Many of these militiamen are transported under the radar, either via illegal crossings or without being subjected to official government procedures, he said.

"Groups of recruits from the Gulf region and Arab countries also travel to Iran, Iraq or Lebanon to undergo military training at IRGC camps without getting their passports stamped on arrival or departure," Turko said.

This failure to follow established procedure is "to maintain the secrecy of their affiliation and keep the local authorities from finding out about their visits to those camps", he said.

"Other means include infiltration by sea in speedboats, through land crossings in military convoys or aboard buses and Iranian flights" which are known to have circumvented security checks in Syria, Lebanon and Iraq, he said.

Skirting health screening

To prevent the spread of COVID-19, many countries have put in place "strict medical screening procedures at their borders and land, sea and air ports", said Saudi Ministry of Health field official Dr. Jamil al-Masoudi.

The aim is to identify travelers who are infected or exhibiting symptoms of a possible infection in order to take the necessary actions, such as treatment, monitoring or quarantine, he told Al-Mashareq.

By skirting such procedures, the IRGC's movements in the Middle East and the Gulf states "put the health security of those countries in certain risk", he said.

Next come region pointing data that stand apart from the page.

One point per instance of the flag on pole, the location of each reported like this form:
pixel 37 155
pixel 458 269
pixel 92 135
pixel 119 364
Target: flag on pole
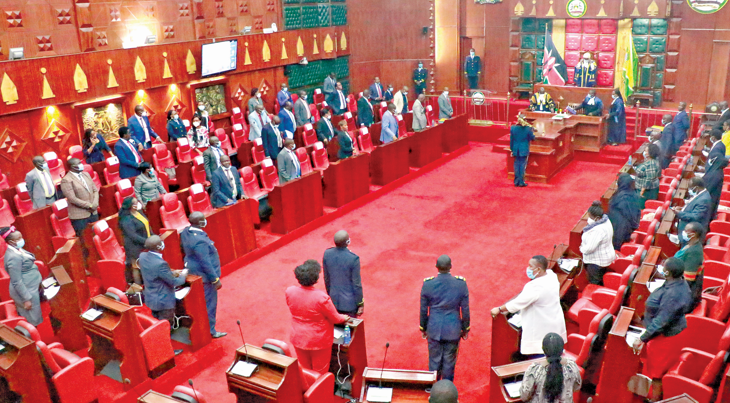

He noted that "the IRGC uses its own means of transportation to move conscripts and militants between Iran and other countries where it has affiliates, such as Iraq, Lebanon and Syria".

This increases the likelihood that the virus will spread through the region, undetected, and "will be transmitted from one person to dozens of others", he said.

Another factor that may be contributing to the regional spread of the virus are the "visits made by some of the conscripts and militiamen to sacred sites, which are very densely populated areas", he said.

Al-Masoudi accused Iran of handling the coronavirus outbreak "with gross negligence, which led to it spreading on a wide scale in all Iranian provinces".

"The authorities kept quiet about the number of infections and fatalities until after the conclusion of the parliamentary elections," he said.

This delay in reporting enabled the virus to spread on a wide scale, he noted.

Early cases linked to Iran

"It has been confirmed that the residents of many areas in the Gulf region were infected with the coronavirus as a result of individuals traveling to Iran," Syrian journalist Mohammed al-Abdullah told Al-Mashareq.

Early infections reported in the Saudi province of Qatif and in Bahrain and Kuwait have been traced to individuals who went to Iran on religious pilgrimages or for other purposes, he said.

Saudi authorities locked down Qatif province after it was confirmed that many of its residents had visited Iran in the recent period, he noted.

"The danger still exists, as the actual number of individuals who visited Iran is not known because they keep quiet about those visits for fear of being hounded by security authorities," al-Abdullah said.

This is despite assurances from the countries concerned "that their safety and that of the general public is what is most important and takes precedent over any other concern", he added.

IRGC-backed militias comprise fighters from countries such as Pakistan, Afghanistan, Yemen, Lebanon, Iraq and Syria, he said, and the IRGC operates many training camps and military sites where many nationalities mingle.

This makes the "likelihood of the infected transmitting the virus to others definitely very high", al-Abdullah said.

These fighters then return to their homelands without undergoing any medical checks or tests, and transmit the virus there, he added, thus facilitating the spread of the virus across vast geographical areas.